The G-20 summit in Pittsburgh concluded Friday with agreements to restructure policies to sustain the economic recovery and to install new banking regulations to prevent a repeat of the biggest financial meltdown since the Great Depression.

Also, the G-20 announced that it would become the permanent council for international economic cooperation, eclipsing the G7 and G8 - institutions dominated by rich Western economies.

"It's a reflection of the world today," a senior U.S. administration official told The Wall Street Journal. "It's basically pulling international cooperation into the 21st century."

As expected, the G-20, representing countries with 85% of the world's economic activity, agreed on a new set of principals to rein in financial industry excesses that triggered the credit crisis two years ago.

The agreement calls for an increase in that capital reserves banks must keep on hand to offset potential losses from risky trading strategies or investments.

Secondly, they agreed to limit executive pay and bonuses by linking them to bank profits and calling for the return of cash bonuses if earnings don't meet expectations, according to a draft of the statement obtained by The Journal.

The document suggested linking pay to "long-term value creation, not excessive risk-taking," and said the regulations should be finalized by 2010, and then phased in over the following two years.

Calls for new banking regulations provide leaders with political cover as they try calm public anger over governments using taxpayer funds to rescue banks. Fanning that anger is that many of those same financial institutions are already employing the same risky investment strategies and paying out the same gratuitous bonuses they were before the crisis.

Treasury Secretary Timothy Geithner said there's strong sentiment among the leaders to fix the system before a reoccurrence of past events.

"We are not going to walk away from the greatest economic crisis since the Great Depression and leave unchanged, and leave in place, the tragic vulnerabilities that caused this crisis," Geithner told reporters.

A U.K. poll conducted this month by market research firm YouGov PLC showed 73% of voters want a tax imposed on all bonuses over 10,000 pounds. In June, a Gallup Inc. poll showed that 59% of Americans wanted new laws to limit executive pay, Bloomberg News reported.

But keeping the economic recovery on track remained in the spotlight, as the leaders focused on addressing the imbalances in the global economy that caused the financial meltdown - notably the big export surpluses and currency reserves sucked up by huge exporters like China, as the United States and other Western economies incurred giant fiscal deficits.

The rebalancing act calls for developing economies to stimulate more domestic consumption while encouraging developed economies with big deficits - like the United States - to increase their savings rates.

The summit agreement recognized the growing clout of developing nations including China, Brazil and India by giving them increased power in voting at the International Monetary Fund (IMF).

In order to facilitate the moves, the G-20 called for a system of "peer reviews," a procedure where G-20 countries assess whether each other's economic policies are working, and the IMF provides technical advice.

The reviews will assess how the policies contribute to "strong and balanced growth" of the world economy, a senior G-20 official said.

There is some doubt, however, exactly how the agreement will be enforced.
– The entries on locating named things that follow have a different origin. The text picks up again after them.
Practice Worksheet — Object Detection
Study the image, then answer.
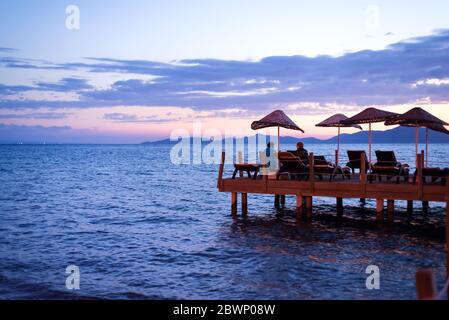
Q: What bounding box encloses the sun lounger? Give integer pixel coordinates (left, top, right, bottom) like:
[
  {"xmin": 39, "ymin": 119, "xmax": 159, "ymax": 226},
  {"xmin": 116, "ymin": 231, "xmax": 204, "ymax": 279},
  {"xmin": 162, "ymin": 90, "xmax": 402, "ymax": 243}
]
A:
[
  {"xmin": 346, "ymin": 150, "xmax": 369, "ymax": 173},
  {"xmin": 276, "ymin": 152, "xmax": 308, "ymax": 180},
  {"xmin": 313, "ymin": 156, "xmax": 351, "ymax": 181},
  {"xmin": 232, "ymin": 163, "xmax": 262, "ymax": 180},
  {"xmin": 369, "ymin": 151, "xmax": 409, "ymax": 183},
  {"xmin": 413, "ymin": 168, "xmax": 449, "ymax": 186}
]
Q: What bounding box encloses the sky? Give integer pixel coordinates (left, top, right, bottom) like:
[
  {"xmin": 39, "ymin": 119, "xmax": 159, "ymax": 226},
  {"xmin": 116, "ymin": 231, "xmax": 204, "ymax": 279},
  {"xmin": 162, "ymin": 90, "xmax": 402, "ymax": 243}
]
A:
[{"xmin": 0, "ymin": 0, "xmax": 449, "ymax": 143}]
The sticking point is that the new rules rest on the premise that countries would consent to rules imposed by the G-20 on how to run their domestic economy.

The initiative to formalize the G-20 as "the premier forum for international cooperation," over the G-8 group of richer nations, was pressed by U.S. President Barack Obama to appease China and India, which have chafed at being left out of G-8 gatherings.

Obama has been pushing world leaders to rebalance the global economy and recognize the increasing importance of China and other large developing countries ever since his election last November.